Le Président Macky Sall a réussi un tour de maître : Il a mis dans sa poche toutes les figures emblématiques du Mouvement du 23 juin (M23). En effet, à l’exception du mouvement Y en a marre, les partis politiques et beaucoup de membre de la société civile, qui luttaient pour la bonne gouvernance démocratique et contre le «tripatouillage de la constitution et les dérives monarchiques de Wade» se sont rangés de son côté. Moustapha Niasse, le secrétaire général de l’Afp, qu’on voit dans une vidéo une grosse pierre à la main droite lors de la manifestation contre le ticket Président-vice-Président, trône à la présidence de l’Assemblée nationale. Le Président Macky Sall a fait de lui la deuxième personnalité de l’Etat pour le neutraliser. Il en a fait de même avec le Ps. En effet, pour faire bonne mesure et surtout pour continuer à neutraliser le Ps, Macky Sall a fait de Ousmane Tanor Dieng, le secrétaire général du Ps, ministre d’Etat, dans un premier temps.
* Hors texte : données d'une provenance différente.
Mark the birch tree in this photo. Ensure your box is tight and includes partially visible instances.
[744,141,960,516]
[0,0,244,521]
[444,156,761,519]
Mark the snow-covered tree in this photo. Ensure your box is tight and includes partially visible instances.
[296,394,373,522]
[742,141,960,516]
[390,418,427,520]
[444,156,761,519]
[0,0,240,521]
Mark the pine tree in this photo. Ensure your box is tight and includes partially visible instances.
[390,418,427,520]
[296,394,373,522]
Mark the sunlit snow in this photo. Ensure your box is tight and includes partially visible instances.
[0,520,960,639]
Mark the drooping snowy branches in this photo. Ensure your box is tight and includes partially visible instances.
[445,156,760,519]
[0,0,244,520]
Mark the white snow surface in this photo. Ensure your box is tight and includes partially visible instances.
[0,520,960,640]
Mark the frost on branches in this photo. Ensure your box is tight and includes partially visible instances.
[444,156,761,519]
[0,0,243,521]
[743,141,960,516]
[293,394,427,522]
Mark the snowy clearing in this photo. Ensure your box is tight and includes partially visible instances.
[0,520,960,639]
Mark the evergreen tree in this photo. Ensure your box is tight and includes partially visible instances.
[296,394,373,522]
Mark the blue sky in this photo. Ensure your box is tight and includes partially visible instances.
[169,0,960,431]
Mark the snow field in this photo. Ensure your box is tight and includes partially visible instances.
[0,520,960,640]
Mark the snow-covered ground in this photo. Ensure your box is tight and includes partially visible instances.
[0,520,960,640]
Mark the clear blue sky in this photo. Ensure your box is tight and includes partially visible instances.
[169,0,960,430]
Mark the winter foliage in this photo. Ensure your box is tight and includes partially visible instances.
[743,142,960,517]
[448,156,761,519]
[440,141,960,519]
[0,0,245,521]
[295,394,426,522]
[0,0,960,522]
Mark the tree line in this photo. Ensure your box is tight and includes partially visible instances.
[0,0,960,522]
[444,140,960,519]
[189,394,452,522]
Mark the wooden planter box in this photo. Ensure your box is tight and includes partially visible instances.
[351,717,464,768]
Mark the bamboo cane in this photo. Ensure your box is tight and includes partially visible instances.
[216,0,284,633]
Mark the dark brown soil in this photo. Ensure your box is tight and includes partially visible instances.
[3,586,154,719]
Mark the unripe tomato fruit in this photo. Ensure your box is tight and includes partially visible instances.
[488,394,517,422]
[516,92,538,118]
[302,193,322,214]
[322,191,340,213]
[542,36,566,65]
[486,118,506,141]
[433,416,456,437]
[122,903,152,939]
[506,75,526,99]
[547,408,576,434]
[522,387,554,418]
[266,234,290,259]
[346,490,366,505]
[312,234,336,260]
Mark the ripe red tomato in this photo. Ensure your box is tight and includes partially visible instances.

Maintenant, il s’apprête à le mettre à la tête du futur Haut conseil des collectivités territoriales (Hcct) dont la création a été entérinée lors du référendum. Autre opposant irréductible au régime de Wade, Abdoulaye Bathily a accepté d’être éloigné des affaires du Sénégal avec le poste d’Envoyé spécial des Nations unies pour l’Afrique centrale (Unoca). Last but not least, Amath Dansokho est bombardé ministre d’Etat.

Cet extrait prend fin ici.